Yes, people are trying to make silicon in a different way, but there's another issue: energy payback. It takes a lot of energy to make silicon out of sand, because sand is very stable. If you want to sustain growth at 40-50 percent, and it takes four or five years to pay all of the energy back [from the solar cells], then all of the energy the silicon cells produce, and more, will be used to fuel the growth.
And mankind doesn't gain anything. Actually, there's a negative balance. If the technology needs a long payback, then it will deplete the world of energy resources. Unless you can bring that payback time down to where it is with dye-cells and thin-film cells, then you cannot sustain that big growth. And if you cannot sustain that growth, then the whole technology cannot make a contribution.
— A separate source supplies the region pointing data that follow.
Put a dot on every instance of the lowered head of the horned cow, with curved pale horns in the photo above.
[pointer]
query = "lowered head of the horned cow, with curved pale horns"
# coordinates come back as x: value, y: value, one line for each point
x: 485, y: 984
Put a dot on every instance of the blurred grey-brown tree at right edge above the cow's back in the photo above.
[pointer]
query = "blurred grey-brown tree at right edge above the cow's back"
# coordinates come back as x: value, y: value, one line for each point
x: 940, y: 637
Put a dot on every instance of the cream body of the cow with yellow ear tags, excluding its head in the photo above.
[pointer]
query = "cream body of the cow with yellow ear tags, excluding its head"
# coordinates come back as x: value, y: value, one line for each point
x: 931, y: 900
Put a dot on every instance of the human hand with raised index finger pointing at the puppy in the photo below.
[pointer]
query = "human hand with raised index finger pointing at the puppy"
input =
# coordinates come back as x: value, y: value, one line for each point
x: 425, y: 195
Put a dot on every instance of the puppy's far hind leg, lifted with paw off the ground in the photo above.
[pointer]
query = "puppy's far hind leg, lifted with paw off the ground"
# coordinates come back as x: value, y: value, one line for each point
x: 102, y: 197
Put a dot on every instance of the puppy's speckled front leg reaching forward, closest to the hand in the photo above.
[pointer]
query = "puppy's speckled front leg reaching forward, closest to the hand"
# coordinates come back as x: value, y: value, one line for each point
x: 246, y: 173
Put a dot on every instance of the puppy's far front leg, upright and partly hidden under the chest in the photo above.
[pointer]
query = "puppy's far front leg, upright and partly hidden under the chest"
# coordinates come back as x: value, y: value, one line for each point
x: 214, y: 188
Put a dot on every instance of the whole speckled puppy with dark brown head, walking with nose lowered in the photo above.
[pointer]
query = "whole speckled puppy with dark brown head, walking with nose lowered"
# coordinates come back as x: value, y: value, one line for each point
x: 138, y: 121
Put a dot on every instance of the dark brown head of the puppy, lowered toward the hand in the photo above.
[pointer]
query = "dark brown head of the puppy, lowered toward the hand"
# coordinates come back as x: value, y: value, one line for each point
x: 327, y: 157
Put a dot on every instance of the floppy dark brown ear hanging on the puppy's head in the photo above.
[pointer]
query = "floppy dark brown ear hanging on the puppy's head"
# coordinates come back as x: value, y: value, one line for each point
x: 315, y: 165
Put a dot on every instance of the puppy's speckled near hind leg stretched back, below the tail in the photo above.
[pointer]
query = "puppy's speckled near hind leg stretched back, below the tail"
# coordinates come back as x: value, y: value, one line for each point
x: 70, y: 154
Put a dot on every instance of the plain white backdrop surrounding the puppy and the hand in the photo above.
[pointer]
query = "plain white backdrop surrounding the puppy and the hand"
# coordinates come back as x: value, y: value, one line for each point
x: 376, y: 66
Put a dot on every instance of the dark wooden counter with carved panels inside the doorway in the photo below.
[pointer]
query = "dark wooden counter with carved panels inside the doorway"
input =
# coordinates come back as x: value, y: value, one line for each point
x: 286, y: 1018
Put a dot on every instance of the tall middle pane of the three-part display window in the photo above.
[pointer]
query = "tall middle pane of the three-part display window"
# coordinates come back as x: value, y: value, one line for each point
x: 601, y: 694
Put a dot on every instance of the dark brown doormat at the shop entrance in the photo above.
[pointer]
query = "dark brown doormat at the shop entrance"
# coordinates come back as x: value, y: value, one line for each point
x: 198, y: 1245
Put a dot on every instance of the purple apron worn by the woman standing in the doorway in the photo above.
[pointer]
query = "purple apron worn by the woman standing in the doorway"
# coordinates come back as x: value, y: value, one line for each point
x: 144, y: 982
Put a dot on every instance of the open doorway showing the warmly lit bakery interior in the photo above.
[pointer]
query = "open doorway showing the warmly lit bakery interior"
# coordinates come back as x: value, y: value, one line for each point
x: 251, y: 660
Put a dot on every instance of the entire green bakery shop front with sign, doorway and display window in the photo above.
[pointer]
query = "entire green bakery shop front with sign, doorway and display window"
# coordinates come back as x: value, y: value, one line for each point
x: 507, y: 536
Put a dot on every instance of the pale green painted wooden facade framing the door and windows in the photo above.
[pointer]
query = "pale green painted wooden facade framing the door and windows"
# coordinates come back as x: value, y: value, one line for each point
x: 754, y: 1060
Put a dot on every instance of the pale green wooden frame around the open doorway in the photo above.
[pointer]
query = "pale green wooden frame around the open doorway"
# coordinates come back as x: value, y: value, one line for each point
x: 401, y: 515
TR: Why does producing your technology require less energy?
MG: The silicon people need to make silicon out of silicon oxide. We use an oxide that is already existing: titanium oxide. We don't need to make titanium out of titanium oxide.
TR: An exciting area of basic research now is using nanocrystals, also called quantum dots, to help get past theoretical limits to solar-cell efficiency. Can dye-sensitized cells play a role in the development of this approach?
MG: When you go to quantum dots, you get a chance to actually harvest several electrons with one photon. So how do you collect those? The quantum dots could be used instead of a [dye] sensitizer in solar cells. When you put those on the titanium dioxide support, the quantum dot transfers an electron very rapidly. And we have shown that to happen.
TR: You are campaigning for increased solar-cell research funding, and not just for Grätzel cells.
MG: There's room for everybody.
I am excited that the United States is taking a genuine interest in solar right now, after the complete neglect for 20 years. The Carter administration supported solar, but then during the Reagan administration, it all dropped down by a factor of 10. And labs like NREL [National Renewable Energy Laboratory in Golden, CO] had a hard time surviving. But I think there is going to be more funding.